83.
翌日。岩屋とラグ、それにライタントと他の高官たちが、王宮正門で勢ぞろいしていた。どうやら、勅使であるヒラハを見送るためらしい。この時代には似つかわしくないような大きな車が正門に滑り込んでくる。馬車ではなく、エンジンで動いていることから、どうやらどこかでガソリンを作る技術を手にしているようだ。当然、ガソリンはわずかしか取ることができない。蒸留設備は、昔岩屋が設計したモノを使って、試しで精製されているためだ。

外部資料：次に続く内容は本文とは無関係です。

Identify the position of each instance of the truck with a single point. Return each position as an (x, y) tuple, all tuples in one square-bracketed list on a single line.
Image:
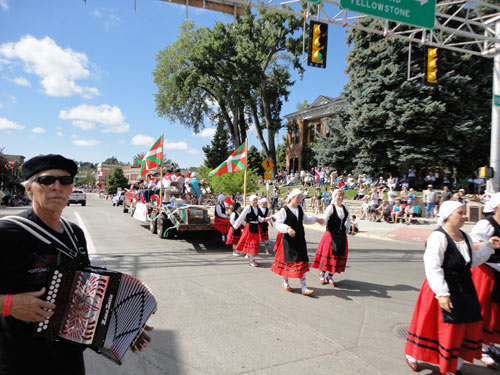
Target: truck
[(170, 217)]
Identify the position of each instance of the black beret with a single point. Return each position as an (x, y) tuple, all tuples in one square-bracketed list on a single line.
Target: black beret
[(51, 161)]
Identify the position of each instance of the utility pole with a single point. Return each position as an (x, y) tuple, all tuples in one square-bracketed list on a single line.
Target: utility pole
[(493, 184)]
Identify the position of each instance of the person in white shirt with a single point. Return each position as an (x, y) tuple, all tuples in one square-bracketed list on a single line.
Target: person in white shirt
[(446, 326), (291, 258), (486, 278), (332, 251)]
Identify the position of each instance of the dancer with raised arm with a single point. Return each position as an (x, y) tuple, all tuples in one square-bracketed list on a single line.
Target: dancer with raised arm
[(291, 260)]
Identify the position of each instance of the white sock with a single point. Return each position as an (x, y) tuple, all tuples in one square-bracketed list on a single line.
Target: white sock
[(303, 283)]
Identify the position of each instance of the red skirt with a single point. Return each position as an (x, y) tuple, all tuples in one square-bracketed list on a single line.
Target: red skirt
[(249, 242), (324, 260), (280, 267), (430, 340), (279, 241), (222, 225), (484, 280), (231, 238)]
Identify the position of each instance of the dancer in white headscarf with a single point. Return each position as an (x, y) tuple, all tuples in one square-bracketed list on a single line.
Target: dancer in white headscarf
[(446, 326), (331, 255), (221, 221), (486, 278), (250, 239), (291, 258)]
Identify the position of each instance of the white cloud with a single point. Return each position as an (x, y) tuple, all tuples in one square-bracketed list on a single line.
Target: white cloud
[(110, 118), (9, 125), (85, 143), (4, 5), (175, 145), (84, 125), (142, 140), (58, 68), (38, 130), (206, 133), (21, 81)]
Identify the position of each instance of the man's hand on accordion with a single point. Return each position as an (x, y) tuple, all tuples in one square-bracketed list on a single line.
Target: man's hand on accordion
[(28, 306), (142, 341)]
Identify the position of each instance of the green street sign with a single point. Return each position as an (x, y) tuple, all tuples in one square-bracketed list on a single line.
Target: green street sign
[(420, 13)]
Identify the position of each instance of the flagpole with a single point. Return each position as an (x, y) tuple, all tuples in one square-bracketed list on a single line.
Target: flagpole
[(161, 173), (245, 179)]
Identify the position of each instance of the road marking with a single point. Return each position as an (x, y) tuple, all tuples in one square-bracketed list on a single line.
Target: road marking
[(91, 249)]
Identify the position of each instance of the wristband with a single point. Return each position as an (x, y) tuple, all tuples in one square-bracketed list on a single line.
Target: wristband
[(7, 304)]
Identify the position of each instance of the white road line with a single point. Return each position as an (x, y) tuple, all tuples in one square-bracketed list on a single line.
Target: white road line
[(90, 244)]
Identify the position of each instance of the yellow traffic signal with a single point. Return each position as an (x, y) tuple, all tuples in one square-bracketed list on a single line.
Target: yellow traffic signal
[(318, 38), (431, 66)]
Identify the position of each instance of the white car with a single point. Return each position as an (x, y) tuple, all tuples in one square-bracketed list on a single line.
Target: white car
[(78, 196), (118, 198)]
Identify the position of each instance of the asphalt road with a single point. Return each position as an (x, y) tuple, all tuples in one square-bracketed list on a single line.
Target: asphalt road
[(217, 315)]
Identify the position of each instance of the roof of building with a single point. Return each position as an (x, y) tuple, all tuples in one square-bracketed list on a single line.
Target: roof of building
[(321, 107)]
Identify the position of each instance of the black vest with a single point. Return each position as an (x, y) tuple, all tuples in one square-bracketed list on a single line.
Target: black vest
[(236, 231), (222, 209), (253, 219), (295, 248), (337, 230), (495, 258), (463, 296), (264, 226)]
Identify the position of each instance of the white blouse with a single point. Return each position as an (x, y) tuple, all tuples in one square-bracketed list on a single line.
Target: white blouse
[(481, 232), (340, 212), (434, 257), (244, 214), (281, 217)]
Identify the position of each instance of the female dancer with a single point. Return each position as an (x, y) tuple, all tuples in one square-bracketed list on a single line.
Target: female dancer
[(234, 232), (221, 222), (250, 239), (264, 226), (486, 278), (291, 258), (331, 255), (446, 325)]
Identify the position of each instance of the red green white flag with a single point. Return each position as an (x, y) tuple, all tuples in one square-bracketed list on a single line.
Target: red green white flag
[(152, 158), (236, 162)]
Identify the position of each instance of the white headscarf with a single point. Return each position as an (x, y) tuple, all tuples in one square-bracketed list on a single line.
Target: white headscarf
[(294, 193), (446, 209), (493, 203)]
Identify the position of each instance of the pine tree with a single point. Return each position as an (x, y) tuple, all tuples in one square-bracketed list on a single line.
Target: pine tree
[(219, 149)]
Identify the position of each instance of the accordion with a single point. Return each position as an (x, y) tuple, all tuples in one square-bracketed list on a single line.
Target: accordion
[(98, 308)]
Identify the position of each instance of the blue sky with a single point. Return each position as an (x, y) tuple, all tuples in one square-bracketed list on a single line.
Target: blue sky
[(76, 78)]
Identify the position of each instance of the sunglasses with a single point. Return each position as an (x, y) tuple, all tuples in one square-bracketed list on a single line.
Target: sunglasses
[(49, 180)]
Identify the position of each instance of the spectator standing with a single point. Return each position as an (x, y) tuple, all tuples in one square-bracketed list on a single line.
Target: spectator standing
[(430, 199)]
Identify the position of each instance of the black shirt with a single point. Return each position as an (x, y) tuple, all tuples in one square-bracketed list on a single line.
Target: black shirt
[(25, 265)]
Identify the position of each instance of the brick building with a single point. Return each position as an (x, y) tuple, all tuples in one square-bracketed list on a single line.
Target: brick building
[(305, 126)]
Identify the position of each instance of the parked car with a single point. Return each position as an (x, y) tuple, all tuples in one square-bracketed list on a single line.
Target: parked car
[(78, 197), (118, 198)]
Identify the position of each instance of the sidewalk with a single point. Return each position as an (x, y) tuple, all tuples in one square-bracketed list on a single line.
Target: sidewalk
[(398, 232)]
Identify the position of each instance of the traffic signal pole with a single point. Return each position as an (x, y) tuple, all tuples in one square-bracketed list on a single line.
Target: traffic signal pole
[(493, 184)]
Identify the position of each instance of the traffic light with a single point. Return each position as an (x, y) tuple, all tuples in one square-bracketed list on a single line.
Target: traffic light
[(318, 38), (431, 67)]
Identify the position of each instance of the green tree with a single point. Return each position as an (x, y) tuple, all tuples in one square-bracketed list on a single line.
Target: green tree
[(218, 151), (254, 161), (237, 73), (115, 180), (393, 121)]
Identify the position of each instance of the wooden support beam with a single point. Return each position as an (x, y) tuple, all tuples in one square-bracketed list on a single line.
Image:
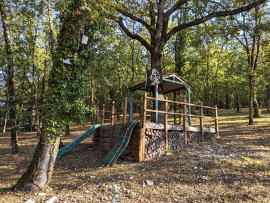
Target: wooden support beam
[(142, 134), (185, 122), (97, 114), (125, 111), (201, 122), (112, 123), (166, 125), (216, 121)]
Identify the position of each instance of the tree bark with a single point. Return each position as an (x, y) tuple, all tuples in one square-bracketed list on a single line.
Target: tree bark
[(5, 122), (237, 103), (40, 170), (11, 95), (268, 98), (251, 96), (63, 87), (256, 107)]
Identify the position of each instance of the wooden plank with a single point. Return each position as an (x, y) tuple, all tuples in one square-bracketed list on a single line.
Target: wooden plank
[(166, 124), (142, 134), (160, 126), (182, 114), (112, 123), (116, 127), (201, 122), (125, 111), (185, 123), (101, 127), (216, 121)]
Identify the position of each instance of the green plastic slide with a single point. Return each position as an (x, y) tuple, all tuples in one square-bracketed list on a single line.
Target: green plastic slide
[(120, 144)]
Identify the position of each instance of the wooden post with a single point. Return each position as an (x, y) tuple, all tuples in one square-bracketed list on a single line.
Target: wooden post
[(102, 124), (201, 122), (142, 135), (185, 122), (216, 121), (125, 111), (166, 124), (97, 115), (112, 123)]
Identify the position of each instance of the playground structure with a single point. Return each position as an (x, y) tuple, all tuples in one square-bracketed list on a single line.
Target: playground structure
[(142, 139), (151, 138)]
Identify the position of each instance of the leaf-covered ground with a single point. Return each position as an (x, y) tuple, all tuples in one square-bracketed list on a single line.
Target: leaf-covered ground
[(234, 168)]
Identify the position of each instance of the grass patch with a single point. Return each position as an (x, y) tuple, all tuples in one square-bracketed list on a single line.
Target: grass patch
[(235, 168)]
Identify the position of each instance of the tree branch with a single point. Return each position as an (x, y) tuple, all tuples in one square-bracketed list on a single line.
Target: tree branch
[(127, 14), (213, 15), (176, 6), (134, 36)]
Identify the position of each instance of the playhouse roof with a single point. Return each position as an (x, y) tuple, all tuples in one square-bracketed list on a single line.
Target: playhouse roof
[(171, 83)]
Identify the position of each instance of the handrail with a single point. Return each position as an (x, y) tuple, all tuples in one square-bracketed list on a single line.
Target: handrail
[(176, 102)]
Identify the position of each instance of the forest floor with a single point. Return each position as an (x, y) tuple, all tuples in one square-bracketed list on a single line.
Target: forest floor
[(234, 168)]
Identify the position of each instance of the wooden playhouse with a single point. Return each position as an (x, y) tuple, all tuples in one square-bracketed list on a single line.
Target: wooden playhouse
[(153, 136)]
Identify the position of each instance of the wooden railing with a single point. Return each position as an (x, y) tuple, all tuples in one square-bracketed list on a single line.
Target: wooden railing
[(109, 115), (184, 114)]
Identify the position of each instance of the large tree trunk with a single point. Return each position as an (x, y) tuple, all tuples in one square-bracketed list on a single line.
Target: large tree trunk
[(39, 172), (5, 122), (237, 103), (268, 98), (256, 107), (64, 87), (11, 95), (251, 96)]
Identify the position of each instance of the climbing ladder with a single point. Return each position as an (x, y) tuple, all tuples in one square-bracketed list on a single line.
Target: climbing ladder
[(77, 141)]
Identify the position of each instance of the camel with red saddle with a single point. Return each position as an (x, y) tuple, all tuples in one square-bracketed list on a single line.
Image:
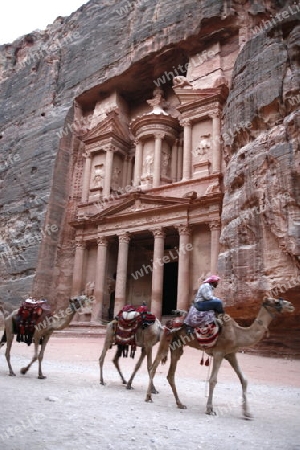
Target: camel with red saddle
[(133, 327), (231, 339), (39, 330)]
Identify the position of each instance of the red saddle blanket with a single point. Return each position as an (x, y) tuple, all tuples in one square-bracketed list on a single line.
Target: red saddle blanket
[(28, 317), (203, 324), (130, 318)]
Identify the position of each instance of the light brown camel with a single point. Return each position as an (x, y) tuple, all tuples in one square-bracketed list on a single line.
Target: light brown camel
[(145, 338), (42, 333), (232, 338)]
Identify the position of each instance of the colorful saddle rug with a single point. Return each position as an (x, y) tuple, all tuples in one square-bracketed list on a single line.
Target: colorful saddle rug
[(129, 319), (28, 317), (205, 326)]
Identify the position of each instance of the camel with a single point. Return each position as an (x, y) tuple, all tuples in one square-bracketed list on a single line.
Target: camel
[(232, 338), (42, 333), (145, 338)]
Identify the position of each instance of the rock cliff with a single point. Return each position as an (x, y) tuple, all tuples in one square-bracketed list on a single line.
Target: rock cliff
[(43, 75)]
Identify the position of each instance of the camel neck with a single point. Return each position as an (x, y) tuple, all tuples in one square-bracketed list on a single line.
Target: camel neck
[(249, 336)]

実は、この車は、見送り用だけに造られた短距離走行用の車であり、後々に手軽に分解できるように作られている。そのためか、離れたところでは馬車が用意されており、たまに馬のいななきが聞こえてくる。それでも、車で途中まででも送られると言うことは、この世界においては、最高のもてなしであった。
「それでは、奉王将軍によろしくとお伝えください」
「ええ、確かに」
ヒラハは、最後にラグ、そして岩屋と握手をする。そして、ゆっくりとドアが運転手の手によって開かれ、そこに乗り込む。窓ガラスを内側にあるハンドルで開けると、岩屋たちに告げた。
「また、お会いできる日を楽しみにしております」
「こちらこそ、指折り数えて楽しみにしております」
それから窓ガラスを閉めると、車は発車した。同時に、岩屋たちは一斉に頭を下げて、ヒラハを見送った。